C'est un paysage apocalyptique qui s'étend sur des kilomètres. "Tout est détruit", résume le général américain Paul Kennedy, envoyé sur place avec 90 Marines et deux avions C-130 remplis de vivres et de matériel. Après le passage du super typhon, Tacloban, ville de 220.000 habitants, n'est plus. Jusqu'à présent, les autorités évoquaient au moins 10.000 victimes dans l'ensemble du pays. Les Nations unies parlent désormais de ce chiffre pour cette seule ville côtière, devenue charnier à ciel ouvert.

La capitale de la province de Leyte est depuis cinq jours livrée aux "pillards de la faim", des rescapés affamés et épuisés, acculés au pillage. "Je suis une personne décente. Mais si vous n'avez rien mangé depuis trois jours, vous en arrivez à faire des choses affreuses pour survivre, témoignait dimanche à l'AFP un père de famille titubant au milieu des cadavres pour fouiller les restes d'une maison effondrée. Ce typhon nous a enlevé toute dignité". Pour tenter d'empêcher les pillages, le gouvernement philippin a annoncé ce mardi un couvre-feu, l'envoi de véhicules blindés et des centaines de soldats.

Des secours qui tardent à arriver

"Nous les faisons circuler dans la ville pour montrer aux gens, en particulier ceux avec de mauvaises intentions, que les autorités sont de retour", a déclaré le ministre de l'Intérieur, Mar Roxas, précisant que des check points avaient également été mis en place. Et de poursuivre : "Nous savons que certaines personnes ne peuvent pas rentrer chez eux parce que leurs maisons ont été emportées mais c'est plus efficace contre les bandes qui rôdent et cherchent des cibles". Le ministre s'est gardé de préciser où les milliers de personnes sans-abri étaient supposées trouver refuge.

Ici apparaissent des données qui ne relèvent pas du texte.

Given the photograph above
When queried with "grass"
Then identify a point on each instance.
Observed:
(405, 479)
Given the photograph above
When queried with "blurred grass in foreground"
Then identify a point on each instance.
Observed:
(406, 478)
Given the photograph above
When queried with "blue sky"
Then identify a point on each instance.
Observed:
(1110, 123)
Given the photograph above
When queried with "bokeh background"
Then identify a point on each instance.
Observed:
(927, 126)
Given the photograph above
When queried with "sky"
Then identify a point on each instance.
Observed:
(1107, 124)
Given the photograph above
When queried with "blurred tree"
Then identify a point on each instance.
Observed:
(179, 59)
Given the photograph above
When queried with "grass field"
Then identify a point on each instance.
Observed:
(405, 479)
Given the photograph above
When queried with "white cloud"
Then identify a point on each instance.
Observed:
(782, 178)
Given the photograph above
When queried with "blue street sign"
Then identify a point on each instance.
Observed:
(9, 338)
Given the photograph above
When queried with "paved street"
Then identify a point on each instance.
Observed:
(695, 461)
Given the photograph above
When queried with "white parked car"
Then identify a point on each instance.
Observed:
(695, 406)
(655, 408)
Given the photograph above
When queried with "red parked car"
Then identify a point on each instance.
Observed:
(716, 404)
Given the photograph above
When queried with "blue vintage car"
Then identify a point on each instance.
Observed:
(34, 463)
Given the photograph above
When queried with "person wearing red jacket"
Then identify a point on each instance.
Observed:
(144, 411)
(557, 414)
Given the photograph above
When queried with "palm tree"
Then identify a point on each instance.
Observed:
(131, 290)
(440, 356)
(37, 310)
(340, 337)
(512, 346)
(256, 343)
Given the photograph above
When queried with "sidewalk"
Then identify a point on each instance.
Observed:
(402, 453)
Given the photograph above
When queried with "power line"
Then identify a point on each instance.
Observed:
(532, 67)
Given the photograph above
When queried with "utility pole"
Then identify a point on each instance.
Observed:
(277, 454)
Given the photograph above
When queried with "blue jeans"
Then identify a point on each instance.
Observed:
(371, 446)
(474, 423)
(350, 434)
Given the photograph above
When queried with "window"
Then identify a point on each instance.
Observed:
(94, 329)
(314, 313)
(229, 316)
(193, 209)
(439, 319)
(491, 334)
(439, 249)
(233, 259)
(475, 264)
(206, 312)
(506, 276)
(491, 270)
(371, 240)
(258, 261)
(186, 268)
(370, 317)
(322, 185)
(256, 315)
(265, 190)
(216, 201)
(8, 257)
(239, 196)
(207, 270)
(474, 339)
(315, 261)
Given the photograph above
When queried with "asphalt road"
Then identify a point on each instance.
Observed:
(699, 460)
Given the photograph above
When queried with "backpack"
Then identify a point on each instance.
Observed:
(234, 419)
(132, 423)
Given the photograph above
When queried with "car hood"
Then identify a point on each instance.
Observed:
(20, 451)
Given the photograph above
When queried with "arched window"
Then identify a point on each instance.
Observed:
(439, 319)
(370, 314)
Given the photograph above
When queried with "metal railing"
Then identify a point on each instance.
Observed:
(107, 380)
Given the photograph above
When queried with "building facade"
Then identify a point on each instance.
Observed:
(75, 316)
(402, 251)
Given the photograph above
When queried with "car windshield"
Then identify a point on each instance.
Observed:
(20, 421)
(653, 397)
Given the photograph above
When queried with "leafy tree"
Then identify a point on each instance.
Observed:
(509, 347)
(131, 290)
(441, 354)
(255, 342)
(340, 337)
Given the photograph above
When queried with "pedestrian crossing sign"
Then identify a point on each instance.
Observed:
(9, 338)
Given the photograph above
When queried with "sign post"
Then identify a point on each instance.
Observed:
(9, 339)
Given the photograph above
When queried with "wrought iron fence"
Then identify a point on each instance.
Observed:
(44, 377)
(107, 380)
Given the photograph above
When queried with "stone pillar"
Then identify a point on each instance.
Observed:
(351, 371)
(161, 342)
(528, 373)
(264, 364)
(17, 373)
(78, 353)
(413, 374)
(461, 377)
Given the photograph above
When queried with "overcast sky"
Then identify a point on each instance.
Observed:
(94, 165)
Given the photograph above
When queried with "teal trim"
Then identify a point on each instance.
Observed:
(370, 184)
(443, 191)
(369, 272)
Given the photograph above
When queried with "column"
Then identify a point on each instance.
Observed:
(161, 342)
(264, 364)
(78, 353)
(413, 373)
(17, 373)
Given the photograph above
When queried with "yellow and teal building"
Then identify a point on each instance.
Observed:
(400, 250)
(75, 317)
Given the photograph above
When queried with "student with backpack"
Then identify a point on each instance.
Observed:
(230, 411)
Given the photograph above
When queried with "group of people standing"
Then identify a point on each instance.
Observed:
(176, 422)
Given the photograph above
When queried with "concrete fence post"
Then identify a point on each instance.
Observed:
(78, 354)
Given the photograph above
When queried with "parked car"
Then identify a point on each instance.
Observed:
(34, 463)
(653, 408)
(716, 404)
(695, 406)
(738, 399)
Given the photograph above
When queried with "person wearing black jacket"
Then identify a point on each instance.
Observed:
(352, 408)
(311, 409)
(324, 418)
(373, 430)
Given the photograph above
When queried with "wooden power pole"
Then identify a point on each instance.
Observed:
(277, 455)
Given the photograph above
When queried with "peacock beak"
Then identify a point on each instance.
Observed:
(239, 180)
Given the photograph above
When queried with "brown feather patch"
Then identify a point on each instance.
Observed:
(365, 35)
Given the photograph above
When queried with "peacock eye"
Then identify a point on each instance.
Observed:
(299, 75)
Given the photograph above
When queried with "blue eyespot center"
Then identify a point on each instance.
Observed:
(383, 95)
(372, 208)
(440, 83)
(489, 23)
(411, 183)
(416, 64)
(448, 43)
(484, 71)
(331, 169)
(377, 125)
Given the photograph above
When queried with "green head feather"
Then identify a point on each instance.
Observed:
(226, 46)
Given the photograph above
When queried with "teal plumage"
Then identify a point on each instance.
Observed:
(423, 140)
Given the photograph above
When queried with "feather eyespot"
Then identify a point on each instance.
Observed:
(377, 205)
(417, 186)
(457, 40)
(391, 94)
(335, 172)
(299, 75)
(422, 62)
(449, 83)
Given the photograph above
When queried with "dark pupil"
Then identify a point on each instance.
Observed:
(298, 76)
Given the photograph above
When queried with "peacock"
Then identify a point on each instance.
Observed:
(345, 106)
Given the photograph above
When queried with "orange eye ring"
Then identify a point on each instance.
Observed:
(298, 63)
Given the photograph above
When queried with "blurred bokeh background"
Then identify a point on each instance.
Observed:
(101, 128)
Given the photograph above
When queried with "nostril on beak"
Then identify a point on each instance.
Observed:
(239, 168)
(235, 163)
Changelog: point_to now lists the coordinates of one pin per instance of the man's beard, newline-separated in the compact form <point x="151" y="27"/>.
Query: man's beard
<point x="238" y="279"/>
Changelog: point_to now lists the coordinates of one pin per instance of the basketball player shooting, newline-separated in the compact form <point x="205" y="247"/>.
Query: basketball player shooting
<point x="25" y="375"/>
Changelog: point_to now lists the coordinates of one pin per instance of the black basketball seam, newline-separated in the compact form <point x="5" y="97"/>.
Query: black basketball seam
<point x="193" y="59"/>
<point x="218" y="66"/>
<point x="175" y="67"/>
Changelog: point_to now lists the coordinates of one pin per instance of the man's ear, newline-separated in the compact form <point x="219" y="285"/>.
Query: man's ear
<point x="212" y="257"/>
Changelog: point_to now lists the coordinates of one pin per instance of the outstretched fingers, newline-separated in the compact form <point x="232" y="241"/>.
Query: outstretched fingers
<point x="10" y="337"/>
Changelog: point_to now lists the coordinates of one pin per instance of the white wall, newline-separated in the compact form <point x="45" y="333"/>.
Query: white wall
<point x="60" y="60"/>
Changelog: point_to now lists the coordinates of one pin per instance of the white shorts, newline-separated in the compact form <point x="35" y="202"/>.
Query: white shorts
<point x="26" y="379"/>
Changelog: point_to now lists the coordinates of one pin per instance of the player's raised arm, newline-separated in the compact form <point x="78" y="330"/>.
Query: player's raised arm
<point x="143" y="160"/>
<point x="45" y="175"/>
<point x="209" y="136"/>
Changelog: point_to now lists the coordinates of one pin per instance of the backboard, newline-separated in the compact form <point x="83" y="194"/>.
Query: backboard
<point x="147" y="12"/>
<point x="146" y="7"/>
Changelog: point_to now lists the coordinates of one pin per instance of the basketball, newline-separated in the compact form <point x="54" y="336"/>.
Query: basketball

Près de l'aéroport dévasté de Tacloban s'étirait une longue file de survivants ayant parcouru des kilomètres dans la boue dans l'espoir de trouver de l'aide. "S'il vous plaît, s'il vous plaît, dites aux autorités de nous aider. Où est la nourriture ? Où est l'eau ? Où sont les soldats pour collecter les cadavres ?", lance une mère de famille à un journaliste de l'AFP. A Tacloban, comme dans de nombreuses zones sinistrées, l'aide tarde à arriver. Le défi humanitaire est immense : près de dix millions d'habitants - soit 10% de la population du pays - ont été affectés par la catastrophe.